Quando deixou a bancada do Jornal da Record, algumas publicações especularam uma rivalidade com a nova âncora, a Ana Paula Padrão. Existiu algum desconforto? Como é sua relação com ela?

Nunca neguei que a saída da bancada foi difícil para mim. Mas, como já disse, foi também uma experiência de renovação, de reinvenção profissional. E foi a chegada da Ana que me permitiu viver isso.

Sobre a boataria de brigas e rivalidade, isso é pura invenção. Dividi a bancada com a Ana algumas vezes no JR, nas olimpíadas em Londres, fizemos juntas a primeira entrevista exclusiva com a Dilma Rousseff eleita presidente em 2010 e sempre trabalhamos superbem juntas. Em toda oportunidade que tivemos, foi uma boa troca profissional, pelo menos para mim. Espero que tenha sido para ela também.

Por outro lado, quando você voltou, a audiência do JR e o mercado publicitário comemoraram. Você imaginava que é tão querida? Quando e como você percebeu que é famosa?

Fiquei muito feliz quando os resultados positivos na audiência surgiram logo após a minha chegada. Quem não ficaria? Recebi mensagens pelas redes sociais, as pessoas me paravam na rua para dizer “que bom que você voltou”. Isso me deu uma ótima energia para retomar a trajetória como âncora.

Mas acho que o público sentiu saudade da dupla que foi separada em 2009. O Celso e eu temos uma química bacana no ar, uma parceria verdadeira. Somos bem diferentes, temos trajetórias profissionais distintas, mas nos completamos bem. Ele tem a credibilidade e a seriedade com a notícia que me inspiram muito.

Eu, por ter vindo das reportagens na rua, das entradas ao vivo, tenho um gosto maior pelo improviso, para contornar situações inesperadas. E, assim, nos entendemos bem. O público sente que entre nós existe um respeito verdadeiro, sem competição ou vaidades.

Ainda sobre o JR, como são os bastidores do jornal, sua relação com o Celso Freitas?

Bom, pela última resposta, acredito que todos já entenderam que o Celso não só ocupa a cadeira ao meu lado na bancada, como tem um lugar no meu coração. Sempre terá.

Ele é muito sério no ar mas nos bastidores faz a gente rir, com piadas e vídeos engraçadíssimos. A gente se diverte com ele no camarim. Em tempos de notícias tão pesadas, é bom conviver com um sujeito tão bacana quanto o Celso.

Você é a âncora principal da Record TV para eventos ao vivo. Tem jogo de cintura, segura longas jornadas sem se deixar levar pelo senso comum. Qual é o segredo para ser tão livre do TP? Você se prepara muito?

Para as grandes coberturas com data marcada como eleições, votação de impeachment, eventos esportivos, são horas e horas de leitura, pesquisa sobre os assuntos, conversa com fontes, com os editores e produtores que me agregam muita informação.

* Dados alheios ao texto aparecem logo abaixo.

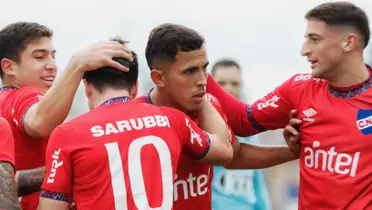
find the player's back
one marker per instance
(29, 152)
(193, 180)
(124, 157)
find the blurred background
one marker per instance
(264, 37)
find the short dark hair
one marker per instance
(166, 40)
(109, 77)
(224, 62)
(15, 37)
(343, 14)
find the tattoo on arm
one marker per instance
(8, 192)
(29, 181)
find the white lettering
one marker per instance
(271, 102)
(129, 125)
(55, 165)
(192, 186)
(330, 160)
(302, 77)
(194, 136)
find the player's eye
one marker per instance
(39, 57)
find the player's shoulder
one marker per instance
(29, 90)
(304, 79)
(4, 126)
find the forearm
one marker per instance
(252, 156)
(8, 193)
(213, 123)
(235, 110)
(29, 181)
(54, 107)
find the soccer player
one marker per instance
(122, 154)
(28, 70)
(178, 61)
(8, 191)
(334, 104)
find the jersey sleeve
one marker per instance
(195, 142)
(216, 104)
(57, 183)
(23, 100)
(269, 112)
(6, 142)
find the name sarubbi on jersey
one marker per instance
(331, 160)
(130, 124)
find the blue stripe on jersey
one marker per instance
(254, 122)
(56, 196)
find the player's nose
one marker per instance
(51, 65)
(305, 50)
(202, 78)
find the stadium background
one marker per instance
(263, 36)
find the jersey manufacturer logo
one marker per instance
(269, 103)
(364, 121)
(309, 113)
(195, 137)
(55, 165)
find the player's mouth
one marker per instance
(313, 63)
(48, 80)
(199, 97)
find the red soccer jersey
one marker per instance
(336, 137)
(192, 186)
(29, 152)
(121, 156)
(6, 142)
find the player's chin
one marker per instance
(194, 107)
(317, 73)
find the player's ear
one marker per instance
(134, 91)
(350, 42)
(88, 89)
(157, 77)
(7, 66)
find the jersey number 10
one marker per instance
(136, 175)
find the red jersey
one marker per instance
(192, 186)
(29, 152)
(121, 156)
(6, 142)
(336, 136)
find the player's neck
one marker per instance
(109, 94)
(160, 99)
(351, 72)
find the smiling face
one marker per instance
(36, 65)
(323, 47)
(184, 81)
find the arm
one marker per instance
(57, 185)
(29, 181)
(46, 203)
(211, 121)
(212, 147)
(250, 156)
(270, 112)
(8, 192)
(39, 120)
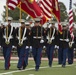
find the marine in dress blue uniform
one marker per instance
(22, 34)
(64, 38)
(51, 36)
(37, 33)
(7, 39)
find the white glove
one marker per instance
(27, 47)
(41, 41)
(30, 47)
(56, 46)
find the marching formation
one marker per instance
(25, 37)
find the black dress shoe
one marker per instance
(36, 69)
(24, 67)
(63, 66)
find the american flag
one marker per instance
(71, 19)
(12, 4)
(46, 6)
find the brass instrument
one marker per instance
(21, 39)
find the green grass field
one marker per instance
(44, 69)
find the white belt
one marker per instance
(37, 37)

E tenho uma técnica de memorização – tomo muitas notas, escrevo os dados e informações mais relevantes. Mas na hora de entrar ao vivo não tenho nem TP, nem qualquer papel nas mãos. Apenas tento passar para o público todas as informações que levantei da forma mais clara e natural possível. E acho que funciona bem.

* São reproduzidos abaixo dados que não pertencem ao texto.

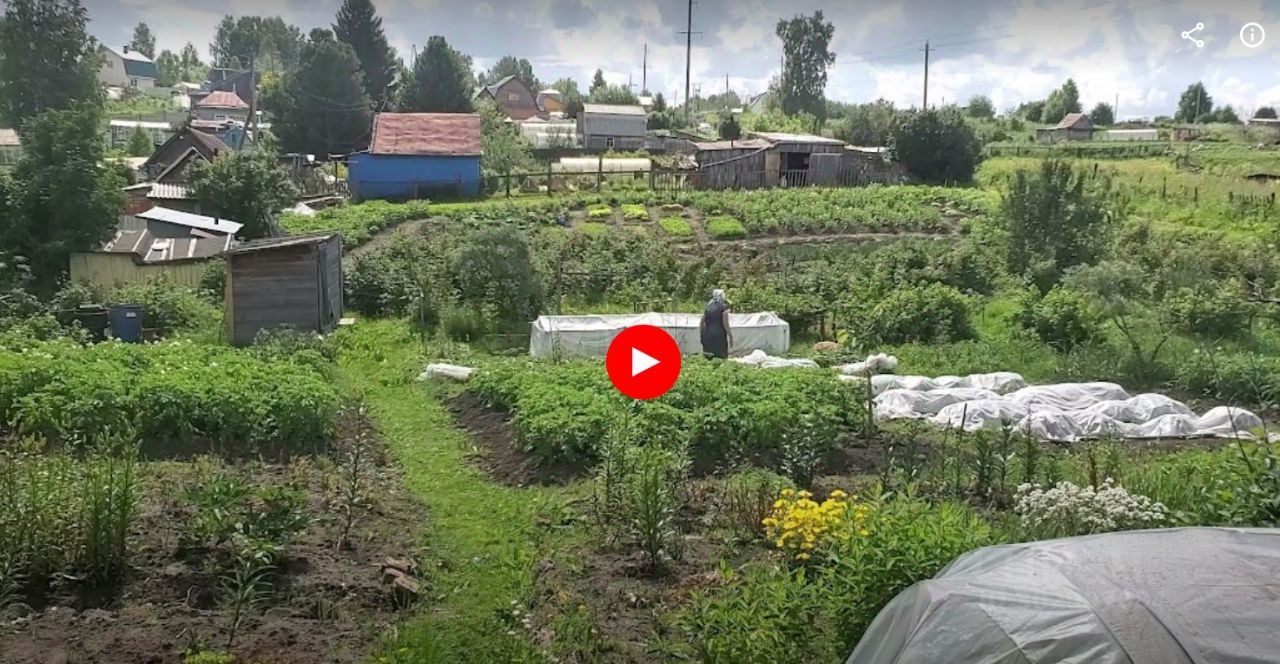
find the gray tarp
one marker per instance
(1161, 596)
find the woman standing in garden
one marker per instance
(714, 330)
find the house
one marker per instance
(10, 149)
(120, 132)
(126, 68)
(414, 155)
(138, 256)
(513, 97)
(1073, 127)
(289, 280)
(183, 146)
(551, 101)
(220, 106)
(612, 127)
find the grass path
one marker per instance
(484, 540)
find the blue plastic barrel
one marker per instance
(127, 323)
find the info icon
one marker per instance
(643, 362)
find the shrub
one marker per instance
(725, 228)
(1063, 319)
(929, 314)
(676, 227)
(936, 145)
(1068, 509)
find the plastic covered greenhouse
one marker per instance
(1161, 596)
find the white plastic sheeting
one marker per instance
(590, 335)
(438, 371)
(759, 358)
(1065, 412)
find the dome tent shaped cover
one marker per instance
(1160, 596)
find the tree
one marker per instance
(504, 149)
(141, 143)
(1194, 102)
(247, 187)
(511, 65)
(1225, 115)
(613, 95)
(807, 55)
(323, 109)
(440, 81)
(269, 44)
(1060, 102)
(144, 41)
(728, 128)
(168, 69)
(868, 124)
(360, 26)
(64, 198)
(1102, 114)
(48, 60)
(981, 106)
(1054, 223)
(936, 145)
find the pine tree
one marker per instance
(360, 26)
(442, 79)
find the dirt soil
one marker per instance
(498, 453)
(325, 605)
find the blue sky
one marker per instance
(1011, 50)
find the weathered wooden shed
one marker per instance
(292, 280)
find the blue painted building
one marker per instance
(419, 155)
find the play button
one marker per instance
(643, 362)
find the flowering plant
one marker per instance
(799, 525)
(1068, 509)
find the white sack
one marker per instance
(914, 404)
(1069, 395)
(455, 372)
(982, 413)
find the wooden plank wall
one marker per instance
(273, 288)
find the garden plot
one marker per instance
(1064, 412)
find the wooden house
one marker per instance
(291, 280)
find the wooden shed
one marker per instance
(292, 280)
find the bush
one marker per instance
(1063, 319)
(936, 145)
(725, 228)
(929, 314)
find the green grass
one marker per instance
(676, 227)
(725, 228)
(483, 541)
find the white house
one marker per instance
(126, 68)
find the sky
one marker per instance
(1129, 51)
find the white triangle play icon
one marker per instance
(641, 362)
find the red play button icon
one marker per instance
(643, 362)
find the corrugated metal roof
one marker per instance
(170, 192)
(222, 99)
(613, 109)
(190, 220)
(426, 134)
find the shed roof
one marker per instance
(278, 243)
(426, 134)
(222, 99)
(146, 248)
(1074, 120)
(746, 143)
(613, 109)
(190, 220)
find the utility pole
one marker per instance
(926, 74)
(689, 54)
(644, 69)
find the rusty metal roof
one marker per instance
(426, 134)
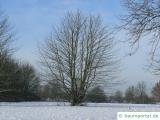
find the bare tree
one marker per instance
(141, 95)
(130, 94)
(78, 54)
(6, 35)
(143, 19)
(156, 92)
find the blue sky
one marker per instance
(33, 21)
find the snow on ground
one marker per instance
(62, 111)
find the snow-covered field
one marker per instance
(62, 111)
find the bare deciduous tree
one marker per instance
(156, 92)
(6, 35)
(143, 19)
(79, 54)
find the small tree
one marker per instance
(29, 82)
(118, 97)
(78, 55)
(96, 95)
(130, 94)
(141, 95)
(156, 92)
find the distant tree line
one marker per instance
(18, 81)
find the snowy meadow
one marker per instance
(62, 111)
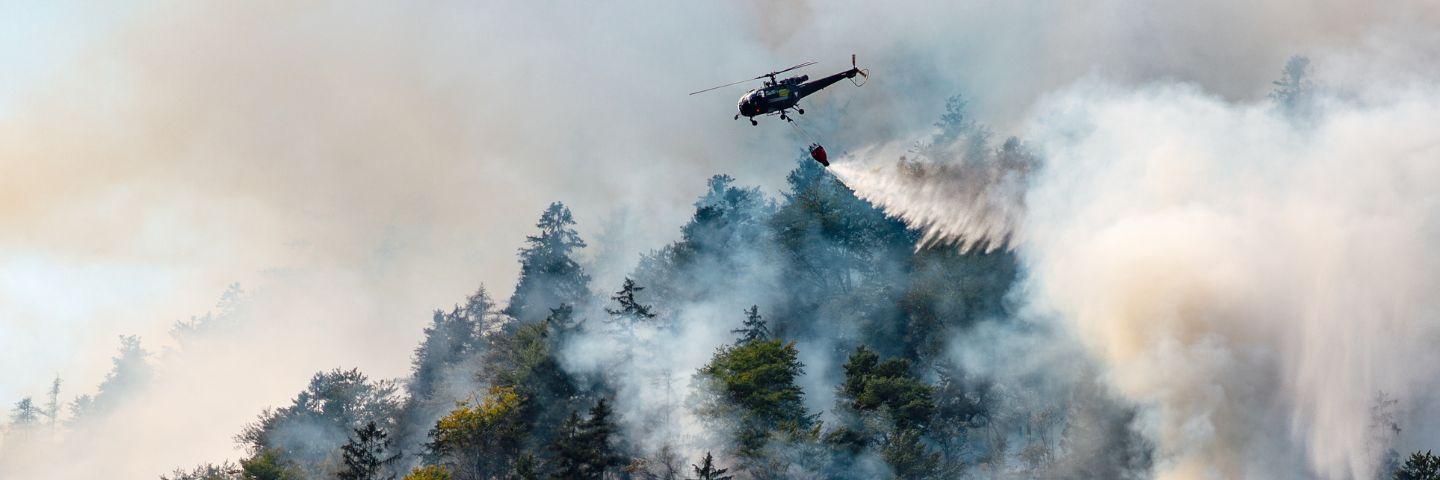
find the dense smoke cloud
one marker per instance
(1256, 277)
(362, 163)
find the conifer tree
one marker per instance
(753, 327)
(52, 404)
(25, 414)
(549, 274)
(630, 309)
(707, 470)
(365, 454)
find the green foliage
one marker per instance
(1420, 466)
(1293, 90)
(25, 414)
(428, 473)
(707, 470)
(586, 449)
(753, 327)
(318, 421)
(523, 359)
(481, 441)
(549, 274)
(909, 457)
(365, 454)
(886, 387)
(628, 307)
(755, 382)
(206, 472)
(270, 464)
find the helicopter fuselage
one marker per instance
(781, 95)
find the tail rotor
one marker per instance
(864, 74)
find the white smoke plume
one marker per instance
(974, 201)
(1262, 284)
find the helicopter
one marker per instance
(779, 95)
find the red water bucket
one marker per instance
(818, 153)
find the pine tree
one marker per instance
(549, 274)
(707, 470)
(753, 327)
(630, 309)
(130, 372)
(52, 405)
(1420, 466)
(583, 449)
(1293, 90)
(598, 437)
(25, 414)
(755, 385)
(365, 454)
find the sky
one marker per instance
(356, 165)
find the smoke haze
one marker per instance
(1257, 283)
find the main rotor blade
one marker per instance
(807, 64)
(748, 80)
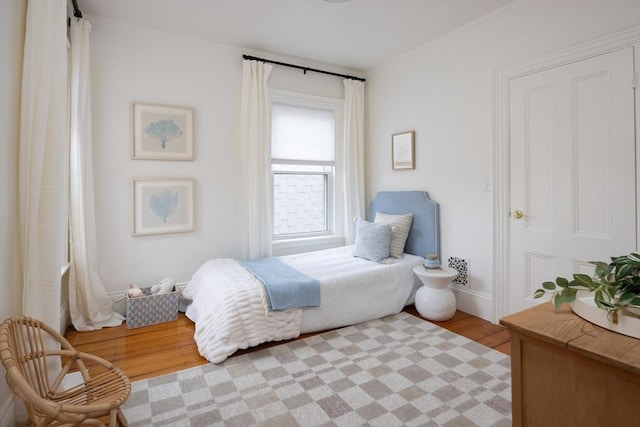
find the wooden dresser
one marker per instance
(567, 372)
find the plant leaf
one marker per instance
(583, 280)
(562, 282)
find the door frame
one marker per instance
(501, 146)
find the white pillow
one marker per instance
(372, 240)
(401, 224)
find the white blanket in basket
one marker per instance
(233, 312)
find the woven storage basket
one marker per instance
(152, 309)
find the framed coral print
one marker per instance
(161, 132)
(403, 150)
(162, 205)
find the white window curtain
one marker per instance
(255, 159)
(89, 304)
(353, 156)
(43, 145)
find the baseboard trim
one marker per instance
(475, 303)
(8, 412)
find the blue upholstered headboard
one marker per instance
(424, 237)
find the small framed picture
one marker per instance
(161, 132)
(403, 150)
(162, 205)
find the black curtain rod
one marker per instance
(299, 67)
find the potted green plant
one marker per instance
(615, 286)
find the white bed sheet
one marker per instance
(353, 290)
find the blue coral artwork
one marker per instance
(162, 205)
(162, 132)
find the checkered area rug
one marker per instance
(395, 371)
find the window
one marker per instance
(305, 137)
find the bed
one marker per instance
(230, 306)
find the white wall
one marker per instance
(135, 64)
(445, 92)
(12, 23)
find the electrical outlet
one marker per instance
(462, 266)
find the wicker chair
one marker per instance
(48, 402)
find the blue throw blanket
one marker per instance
(286, 287)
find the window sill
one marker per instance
(308, 244)
(65, 269)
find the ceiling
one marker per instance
(354, 35)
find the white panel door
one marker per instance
(573, 192)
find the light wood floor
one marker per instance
(168, 347)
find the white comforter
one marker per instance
(230, 312)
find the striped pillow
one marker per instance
(400, 226)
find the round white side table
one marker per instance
(434, 300)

Em casos como a transmissão do funeral das vítimas do voo da Chapecoense, por exemplo, encontrar o tom adequado, respeitoso e informativo, ao mesmo tempo, é o desafio. Cair no senso comum, nos chavões, na espetacularização são armadilhas fáceis. Tomo muito cuidado para fugir sempre disso.

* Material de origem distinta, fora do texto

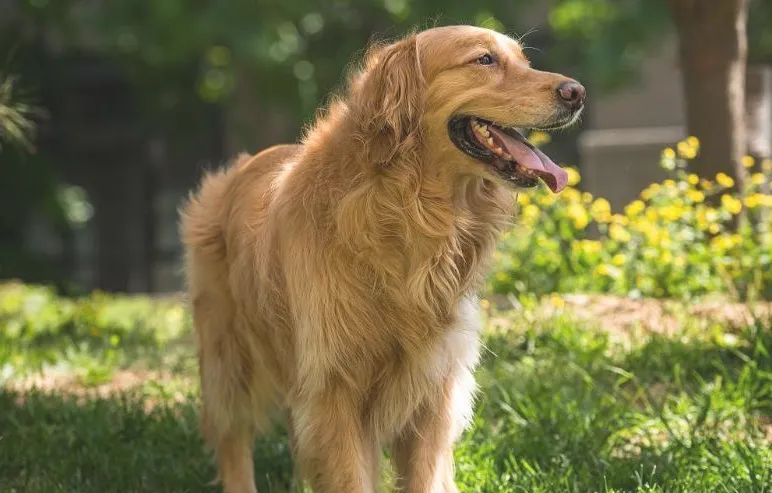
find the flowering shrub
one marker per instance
(684, 237)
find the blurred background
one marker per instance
(110, 110)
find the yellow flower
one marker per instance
(601, 210)
(649, 192)
(620, 219)
(557, 300)
(572, 195)
(670, 213)
(695, 196)
(724, 180)
(634, 208)
(686, 151)
(754, 200)
(731, 203)
(618, 259)
(618, 233)
(573, 177)
(726, 242)
(578, 215)
(539, 138)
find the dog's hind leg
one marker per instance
(233, 409)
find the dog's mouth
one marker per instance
(506, 152)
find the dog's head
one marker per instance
(459, 94)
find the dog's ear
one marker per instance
(388, 101)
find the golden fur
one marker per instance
(332, 282)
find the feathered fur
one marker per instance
(332, 282)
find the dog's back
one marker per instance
(225, 212)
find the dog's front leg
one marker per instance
(423, 453)
(333, 452)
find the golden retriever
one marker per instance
(333, 282)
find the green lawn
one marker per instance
(565, 406)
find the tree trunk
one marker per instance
(713, 55)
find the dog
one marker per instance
(333, 283)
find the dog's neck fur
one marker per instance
(414, 225)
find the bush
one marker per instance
(684, 237)
(40, 328)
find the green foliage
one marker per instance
(678, 240)
(40, 329)
(563, 408)
(16, 125)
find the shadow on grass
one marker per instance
(560, 410)
(51, 443)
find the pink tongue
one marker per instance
(533, 159)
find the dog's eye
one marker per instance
(486, 59)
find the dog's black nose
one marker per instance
(571, 93)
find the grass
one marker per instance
(564, 406)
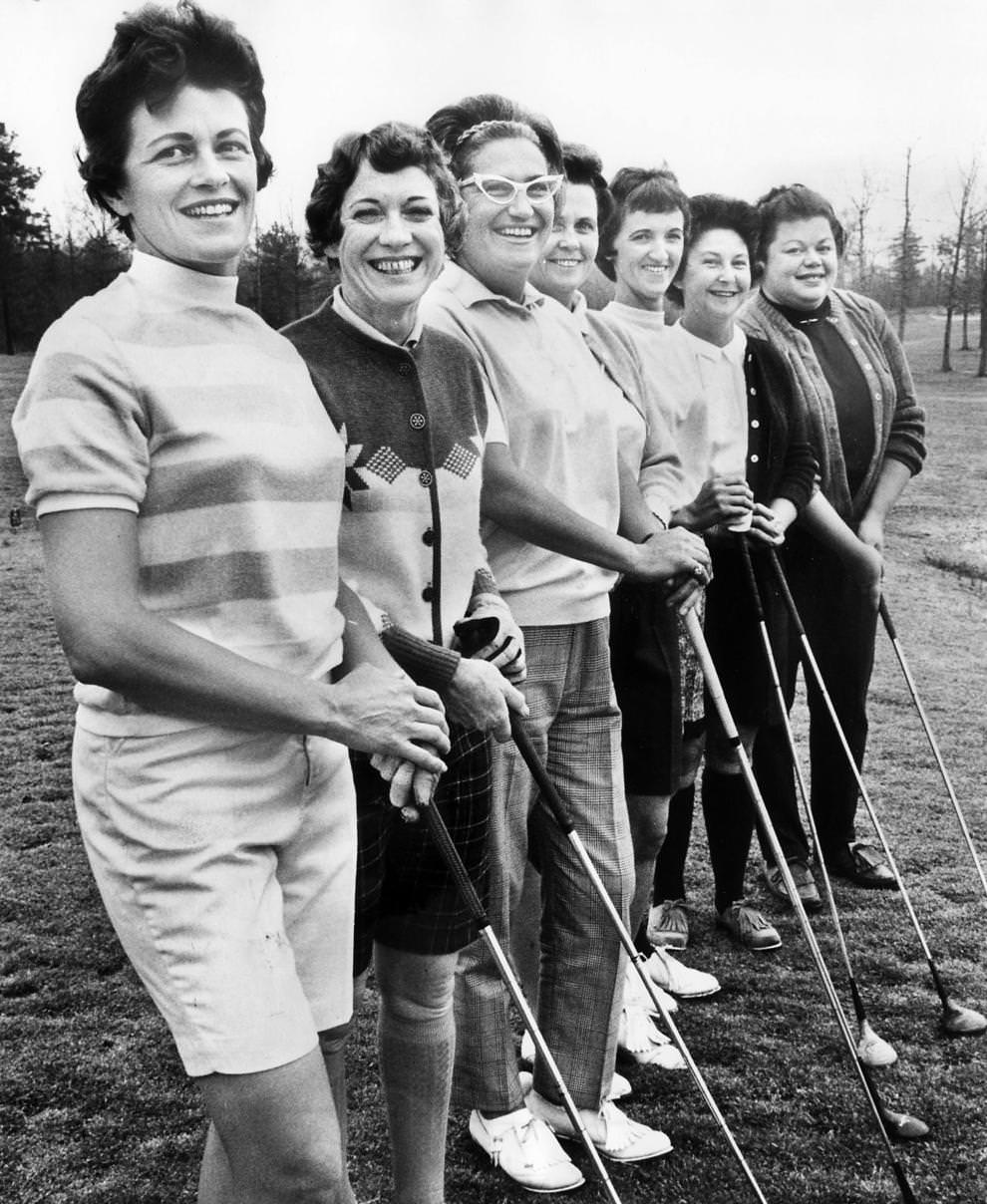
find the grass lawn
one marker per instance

Já quando notícias inesperadas surgem durante o jornal, como as gravações das conversas do presidente Temer ou um atentado terrorista, por exemplo, isso muda o espelho [programação das reportagens que vão ser exibidas no jornal] inteiro do JR. Nesses momentos, é hora de aplicar a experiência acumulada em 23 anos de TV e muita calma. São jornais bem mais desafiadores, tensos, mas gosto muito de fazer jornalismo assim: aconteceu agora e é relevante, tá no ar! Essa é a missão de um âncora.

Até 2017, você já cobriu várias editorias, eventos esportivos, eleições, foi correspondente internacional, fez reportagens em vários países e está em uma bancada. O que você gostaria de fazer na televisão que ainda não teve a chance?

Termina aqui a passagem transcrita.